The province is changing the law to allow third parties to operate liquor warehouses in Saskatchewan to distribute specialty products.
“We already use Saskatchewan-based third party warehouses to distribute beer and coolers to retailers but have been sourcing many specialty products from warehouses outside the province,” said Gene Makowsky, the Saskatchewan Liquor and Gaming minister, in a media release.
“This change will allow such warehouses to set up in Saskatchewan to distribute a broad range of specialty beer, wine and spirits.”
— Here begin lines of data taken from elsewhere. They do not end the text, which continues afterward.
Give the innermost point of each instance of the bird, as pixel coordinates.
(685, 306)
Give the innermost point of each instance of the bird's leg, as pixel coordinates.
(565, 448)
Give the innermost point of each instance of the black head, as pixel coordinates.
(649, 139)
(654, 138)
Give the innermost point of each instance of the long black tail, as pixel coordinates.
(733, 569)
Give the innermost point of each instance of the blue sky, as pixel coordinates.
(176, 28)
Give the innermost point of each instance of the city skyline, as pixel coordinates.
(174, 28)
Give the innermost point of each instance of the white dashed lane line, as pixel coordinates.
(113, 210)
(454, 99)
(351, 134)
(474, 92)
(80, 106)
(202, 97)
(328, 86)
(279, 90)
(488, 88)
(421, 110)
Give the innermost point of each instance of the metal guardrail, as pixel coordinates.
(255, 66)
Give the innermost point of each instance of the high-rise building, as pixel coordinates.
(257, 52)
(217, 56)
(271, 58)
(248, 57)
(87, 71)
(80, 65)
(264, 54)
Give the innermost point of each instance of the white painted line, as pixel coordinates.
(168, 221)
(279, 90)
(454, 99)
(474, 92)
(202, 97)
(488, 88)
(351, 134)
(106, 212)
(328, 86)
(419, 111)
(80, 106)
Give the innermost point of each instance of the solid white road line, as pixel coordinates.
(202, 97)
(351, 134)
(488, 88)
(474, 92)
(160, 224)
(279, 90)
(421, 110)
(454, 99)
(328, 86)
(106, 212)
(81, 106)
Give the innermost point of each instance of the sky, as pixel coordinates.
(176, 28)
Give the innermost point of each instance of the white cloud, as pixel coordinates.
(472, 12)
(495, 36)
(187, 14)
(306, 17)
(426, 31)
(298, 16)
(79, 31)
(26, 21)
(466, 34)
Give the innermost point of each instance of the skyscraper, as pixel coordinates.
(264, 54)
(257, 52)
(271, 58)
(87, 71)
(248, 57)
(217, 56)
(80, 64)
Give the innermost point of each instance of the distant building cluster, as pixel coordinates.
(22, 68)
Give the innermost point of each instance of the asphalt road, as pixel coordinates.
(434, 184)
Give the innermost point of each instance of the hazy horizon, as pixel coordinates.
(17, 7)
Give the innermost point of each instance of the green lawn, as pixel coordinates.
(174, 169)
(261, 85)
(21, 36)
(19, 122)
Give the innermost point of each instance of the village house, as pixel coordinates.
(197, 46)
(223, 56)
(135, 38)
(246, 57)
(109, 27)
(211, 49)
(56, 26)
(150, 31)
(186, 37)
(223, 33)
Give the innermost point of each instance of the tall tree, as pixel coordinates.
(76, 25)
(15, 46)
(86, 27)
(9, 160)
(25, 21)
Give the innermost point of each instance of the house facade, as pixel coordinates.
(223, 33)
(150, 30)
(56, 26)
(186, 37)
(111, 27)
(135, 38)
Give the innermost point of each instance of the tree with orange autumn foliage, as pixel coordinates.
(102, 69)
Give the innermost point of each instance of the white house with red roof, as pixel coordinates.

The government said that specialty products account for approximately five per cent of the province’s liquor sales and include products typically ordered in small quantities and often on an irregular basis.
Currently, SLGA orders these products from out-of-province warehouses, receives them and then ships them out to retailers around Saskatchewan via SLGA’s distribution centre. The government said allowing third party warehouses for specialty products will let SLGA focus on the efficient distribution of popular, high volume wines and spirits.
“It’s a positive change for businesses who want to operate in Saskatchewan,” Makowsky said. “It will also mean improved access to these niche products for retailers and their customers.”
The Saskatchewan Government and General Employees’ Union disagrees that third party warehouses would be more efficient.
“If the government wants retailers and consumers to have better access to products, then the most efficient path forward is to have SLGA’s distribution centre stock more products,” said Sharon Friess, chair of SGEU’s SLGA bargaining committee, in a media release.
“Saskatchewan taxpayers have already invested in a state-of-the-art distribution facility. The physical space and the expert staff needed to offer better access to niche products are already in place.”
The union said it is pleased to hear the government say they no job losses at SLGA due to the rule change.
“We’re glad to see the government recognizes the great value that SLGA employees provide, and we will be holding them to the promise that this decision will not cost any of our members their jobs,” Friess said.